I once read a quote from an admissions officer
who compared her job of selecting a freshman class with that of a director casting a play. Anyone who gets
casted in a play needs to be able to act.
But a casting director’s job isn’t just to find great actors—it’s to
find the right person to play each specific part. College admissions officers need every
student they select to be able to succeed academically at the school. But they
also need to fill hundreds of specific parts.
Colleges need English, math and sociology
majors. They need athletes, writers,
artists and musicians. They need
students who write poetry, students who speak French, and students who can play
saxophone in the marching band.

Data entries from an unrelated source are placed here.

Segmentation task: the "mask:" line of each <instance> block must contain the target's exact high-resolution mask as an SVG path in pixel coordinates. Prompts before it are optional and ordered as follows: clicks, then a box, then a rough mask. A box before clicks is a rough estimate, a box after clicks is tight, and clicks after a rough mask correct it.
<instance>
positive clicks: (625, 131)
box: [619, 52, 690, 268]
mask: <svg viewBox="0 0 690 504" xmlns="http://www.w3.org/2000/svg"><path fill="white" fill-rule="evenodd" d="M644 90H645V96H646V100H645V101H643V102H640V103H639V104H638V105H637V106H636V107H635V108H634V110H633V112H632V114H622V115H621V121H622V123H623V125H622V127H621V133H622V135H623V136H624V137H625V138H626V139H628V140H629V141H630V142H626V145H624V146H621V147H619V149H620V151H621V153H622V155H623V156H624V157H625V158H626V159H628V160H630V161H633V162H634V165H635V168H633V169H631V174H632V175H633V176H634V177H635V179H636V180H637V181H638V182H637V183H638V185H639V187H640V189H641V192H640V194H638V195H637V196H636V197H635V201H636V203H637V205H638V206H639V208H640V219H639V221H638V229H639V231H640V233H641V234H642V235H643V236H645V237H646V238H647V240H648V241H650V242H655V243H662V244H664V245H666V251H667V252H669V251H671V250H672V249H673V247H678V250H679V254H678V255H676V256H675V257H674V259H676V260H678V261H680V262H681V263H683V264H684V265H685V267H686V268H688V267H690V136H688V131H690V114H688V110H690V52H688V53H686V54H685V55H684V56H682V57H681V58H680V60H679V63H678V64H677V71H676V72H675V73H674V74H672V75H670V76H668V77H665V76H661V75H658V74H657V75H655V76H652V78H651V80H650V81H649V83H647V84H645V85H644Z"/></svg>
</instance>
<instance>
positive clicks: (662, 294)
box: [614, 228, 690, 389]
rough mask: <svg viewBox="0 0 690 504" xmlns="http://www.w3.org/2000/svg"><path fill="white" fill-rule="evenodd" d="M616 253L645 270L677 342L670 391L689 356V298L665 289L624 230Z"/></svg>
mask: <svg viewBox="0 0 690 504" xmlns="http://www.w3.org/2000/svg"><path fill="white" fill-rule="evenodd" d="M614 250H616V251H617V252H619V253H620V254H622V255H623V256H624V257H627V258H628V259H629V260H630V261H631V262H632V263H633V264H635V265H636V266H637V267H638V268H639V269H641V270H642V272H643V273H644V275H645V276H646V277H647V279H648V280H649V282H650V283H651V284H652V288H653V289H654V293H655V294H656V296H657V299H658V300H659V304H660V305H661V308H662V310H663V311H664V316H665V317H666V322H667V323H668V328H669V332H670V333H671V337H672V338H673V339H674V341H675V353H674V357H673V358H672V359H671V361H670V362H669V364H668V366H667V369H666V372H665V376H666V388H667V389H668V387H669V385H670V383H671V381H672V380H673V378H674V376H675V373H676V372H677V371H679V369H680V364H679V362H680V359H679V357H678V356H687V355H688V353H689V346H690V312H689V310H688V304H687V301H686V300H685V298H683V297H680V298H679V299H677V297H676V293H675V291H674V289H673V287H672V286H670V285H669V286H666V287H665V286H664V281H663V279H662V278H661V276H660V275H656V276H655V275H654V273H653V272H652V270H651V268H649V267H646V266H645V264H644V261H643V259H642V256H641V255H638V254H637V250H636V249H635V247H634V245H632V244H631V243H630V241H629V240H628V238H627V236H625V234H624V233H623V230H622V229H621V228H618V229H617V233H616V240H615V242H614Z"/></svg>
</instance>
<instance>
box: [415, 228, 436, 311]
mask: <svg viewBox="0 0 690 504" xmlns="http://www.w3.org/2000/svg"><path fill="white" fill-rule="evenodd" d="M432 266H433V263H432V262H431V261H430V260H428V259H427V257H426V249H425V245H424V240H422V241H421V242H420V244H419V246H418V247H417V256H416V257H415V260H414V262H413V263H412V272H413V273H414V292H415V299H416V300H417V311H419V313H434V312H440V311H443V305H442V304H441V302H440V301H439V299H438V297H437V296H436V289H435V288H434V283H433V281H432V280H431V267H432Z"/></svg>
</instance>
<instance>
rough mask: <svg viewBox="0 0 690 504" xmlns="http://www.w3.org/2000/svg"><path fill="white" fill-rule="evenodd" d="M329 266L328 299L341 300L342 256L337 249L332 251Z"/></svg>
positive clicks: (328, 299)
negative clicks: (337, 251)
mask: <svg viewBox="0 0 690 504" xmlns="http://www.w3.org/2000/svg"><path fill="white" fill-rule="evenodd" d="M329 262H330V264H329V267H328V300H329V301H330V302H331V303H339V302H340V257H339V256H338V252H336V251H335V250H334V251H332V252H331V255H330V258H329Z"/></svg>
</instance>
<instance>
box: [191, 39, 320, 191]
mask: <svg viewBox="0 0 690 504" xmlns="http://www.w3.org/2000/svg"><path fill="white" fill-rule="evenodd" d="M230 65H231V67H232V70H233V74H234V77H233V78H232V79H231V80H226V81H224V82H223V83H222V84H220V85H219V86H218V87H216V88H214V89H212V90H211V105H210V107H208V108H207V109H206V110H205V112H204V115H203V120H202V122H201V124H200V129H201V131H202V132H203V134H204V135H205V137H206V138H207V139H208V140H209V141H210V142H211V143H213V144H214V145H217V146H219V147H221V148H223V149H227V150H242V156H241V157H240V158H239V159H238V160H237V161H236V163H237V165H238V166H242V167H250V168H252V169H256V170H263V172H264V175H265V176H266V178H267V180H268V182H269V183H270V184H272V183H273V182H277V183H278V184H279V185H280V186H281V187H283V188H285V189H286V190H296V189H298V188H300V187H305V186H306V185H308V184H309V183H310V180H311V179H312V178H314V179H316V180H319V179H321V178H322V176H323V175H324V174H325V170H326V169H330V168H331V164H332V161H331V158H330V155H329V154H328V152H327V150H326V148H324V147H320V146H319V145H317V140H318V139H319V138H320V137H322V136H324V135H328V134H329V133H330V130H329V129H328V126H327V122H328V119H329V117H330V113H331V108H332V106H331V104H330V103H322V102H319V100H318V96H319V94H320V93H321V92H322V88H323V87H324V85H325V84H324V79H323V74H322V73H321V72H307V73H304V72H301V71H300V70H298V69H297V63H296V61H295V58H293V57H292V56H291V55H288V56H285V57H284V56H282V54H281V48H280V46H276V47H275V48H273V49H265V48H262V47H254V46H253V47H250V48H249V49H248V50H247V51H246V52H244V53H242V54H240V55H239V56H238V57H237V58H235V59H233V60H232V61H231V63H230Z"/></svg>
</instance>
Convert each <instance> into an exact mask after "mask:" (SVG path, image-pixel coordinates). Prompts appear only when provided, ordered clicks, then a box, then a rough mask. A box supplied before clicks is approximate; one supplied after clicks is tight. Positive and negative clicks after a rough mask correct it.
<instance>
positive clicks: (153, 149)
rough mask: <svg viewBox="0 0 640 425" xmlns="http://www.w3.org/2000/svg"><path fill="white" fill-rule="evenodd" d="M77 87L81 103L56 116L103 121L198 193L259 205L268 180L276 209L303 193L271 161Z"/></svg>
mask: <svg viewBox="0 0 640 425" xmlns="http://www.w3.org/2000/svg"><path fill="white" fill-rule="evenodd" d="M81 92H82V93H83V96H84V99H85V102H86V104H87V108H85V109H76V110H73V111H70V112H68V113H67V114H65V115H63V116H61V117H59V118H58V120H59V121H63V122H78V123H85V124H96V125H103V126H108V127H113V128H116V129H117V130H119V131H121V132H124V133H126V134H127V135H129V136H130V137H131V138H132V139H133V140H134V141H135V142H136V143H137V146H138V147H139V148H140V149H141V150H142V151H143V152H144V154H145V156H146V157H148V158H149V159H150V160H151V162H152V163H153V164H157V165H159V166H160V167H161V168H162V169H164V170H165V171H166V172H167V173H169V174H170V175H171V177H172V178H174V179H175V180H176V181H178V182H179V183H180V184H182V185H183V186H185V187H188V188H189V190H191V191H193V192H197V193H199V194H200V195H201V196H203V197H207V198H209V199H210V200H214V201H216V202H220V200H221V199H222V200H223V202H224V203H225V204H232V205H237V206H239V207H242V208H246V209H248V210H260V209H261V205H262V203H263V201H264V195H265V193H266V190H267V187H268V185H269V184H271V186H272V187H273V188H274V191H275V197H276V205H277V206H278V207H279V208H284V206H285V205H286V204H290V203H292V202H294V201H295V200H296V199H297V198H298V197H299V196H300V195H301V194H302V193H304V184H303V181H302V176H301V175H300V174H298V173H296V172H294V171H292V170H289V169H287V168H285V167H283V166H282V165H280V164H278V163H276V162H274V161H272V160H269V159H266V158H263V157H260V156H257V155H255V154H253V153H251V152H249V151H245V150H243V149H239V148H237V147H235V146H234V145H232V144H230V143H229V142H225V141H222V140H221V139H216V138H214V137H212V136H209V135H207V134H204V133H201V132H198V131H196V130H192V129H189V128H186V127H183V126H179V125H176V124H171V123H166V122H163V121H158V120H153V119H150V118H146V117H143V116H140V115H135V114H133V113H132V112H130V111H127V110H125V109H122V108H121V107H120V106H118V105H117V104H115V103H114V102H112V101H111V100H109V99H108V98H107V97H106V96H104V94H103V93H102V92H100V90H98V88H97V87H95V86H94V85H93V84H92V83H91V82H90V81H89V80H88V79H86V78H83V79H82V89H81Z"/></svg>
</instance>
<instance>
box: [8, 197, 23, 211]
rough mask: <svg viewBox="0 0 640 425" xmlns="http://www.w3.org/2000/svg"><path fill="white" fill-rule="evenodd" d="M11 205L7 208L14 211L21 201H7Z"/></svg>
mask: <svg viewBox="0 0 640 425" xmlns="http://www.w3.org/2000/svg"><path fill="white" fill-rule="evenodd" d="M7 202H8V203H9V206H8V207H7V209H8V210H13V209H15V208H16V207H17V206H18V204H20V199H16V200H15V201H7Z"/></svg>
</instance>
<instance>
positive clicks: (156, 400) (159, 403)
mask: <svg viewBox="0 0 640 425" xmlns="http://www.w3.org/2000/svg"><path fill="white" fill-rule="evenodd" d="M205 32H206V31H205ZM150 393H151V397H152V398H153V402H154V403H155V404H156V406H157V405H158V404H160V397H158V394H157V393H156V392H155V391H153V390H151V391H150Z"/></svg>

They
need leaders. They need followers. They need kids who’ve worked at the malls,
movie theaters, and coffee shops. They
need math geeks, drama geeks, physics geeks and any other kid whose boundless
academic passion somehow didn’t fit the popular social structure in high
school. When you put all those parts
together, you have an interesting freshman class that makes the college a much
more interesting community to live and learn in.
You don’t necessarily have to play just one
specialized part. Parts played in high
school can be complex combinations. Star
athletes can love chemistry. Musicians
can earn black belts in karate. Kids
whose parents are CEO’s can spend their afternoons providing childcare to their
younger siblings. And there’s room for
all of them in colleges across the country.
Overstressed students, especially those who
suffer from namebranditis, are bound to overthink this. Please don’t.
Don’t worry whether or not you’re not playing the part Ivy League
schools want. Don’t try to guess which
parts your dream college needs played so you can fit yourself to the bill. Don’t try to fix all your weaknesses so you
can meet one unrealistic ideal of the perfect student. Just play your part as well as you can, a
part that makes you happy and proud of who you are and what you’re doing.